- Spouse: Elizabeth O'Brien
- Children: Thomas Southwell, 1st Baron Southwell
- Parents: Sir Thomas Southwell, 1st Baronet (father); Elizabeth Starkey (mother);

= Richard Southwell (Askeaton politician) =

Irish MP

Richard Southwell (d. circa 1680) was an Irish politician.

== Birth and origins ==
Richard was the only son of Thomas Southwell and his wife Elizabeth Starkey. His father was the 1st Baronet Southwell of Castle Mattress, County Limerick. His mother was the daughter of William Starkey.
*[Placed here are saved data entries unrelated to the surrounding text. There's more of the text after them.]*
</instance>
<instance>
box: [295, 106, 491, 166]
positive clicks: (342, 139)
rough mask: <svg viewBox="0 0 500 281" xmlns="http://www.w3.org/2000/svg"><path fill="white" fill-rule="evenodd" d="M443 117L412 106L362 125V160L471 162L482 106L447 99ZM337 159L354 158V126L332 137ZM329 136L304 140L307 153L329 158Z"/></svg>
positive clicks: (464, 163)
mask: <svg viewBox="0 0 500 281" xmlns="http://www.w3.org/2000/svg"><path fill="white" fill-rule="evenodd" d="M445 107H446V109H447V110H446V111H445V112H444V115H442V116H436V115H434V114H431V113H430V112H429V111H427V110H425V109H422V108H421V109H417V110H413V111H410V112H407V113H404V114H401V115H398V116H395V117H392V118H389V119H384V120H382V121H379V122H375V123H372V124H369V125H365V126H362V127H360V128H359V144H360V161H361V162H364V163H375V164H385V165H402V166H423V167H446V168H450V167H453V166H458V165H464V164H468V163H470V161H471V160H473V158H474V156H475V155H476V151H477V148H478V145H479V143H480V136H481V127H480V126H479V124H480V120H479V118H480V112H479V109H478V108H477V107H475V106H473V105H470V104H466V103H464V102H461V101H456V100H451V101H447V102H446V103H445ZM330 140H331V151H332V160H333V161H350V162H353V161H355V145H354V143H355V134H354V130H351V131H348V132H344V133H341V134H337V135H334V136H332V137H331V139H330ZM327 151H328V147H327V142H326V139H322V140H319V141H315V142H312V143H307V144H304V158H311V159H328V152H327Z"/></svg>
== Political career and death ==
In 1661, Southwell was elected to the Irish House of Commons for Askeaton in County Limerick, representing the borough until 1666.

== Marriage and children ==
Southwell married Elizabeth O'Brien, daughter of Murrough O'Brien, 1st Earl of Inchiquin. They had five sons and two daughters.

== Death and succession ==
Southwell died before 1680 or 1681. Having predeceased his father, Southwell's oldest son Thomas succeeded his grandfather as baronet and was later elevated to the Peerage of Ireland as Baron Southwell. His third son William and his fifth son Richard sat both in the Parliament of Ireland.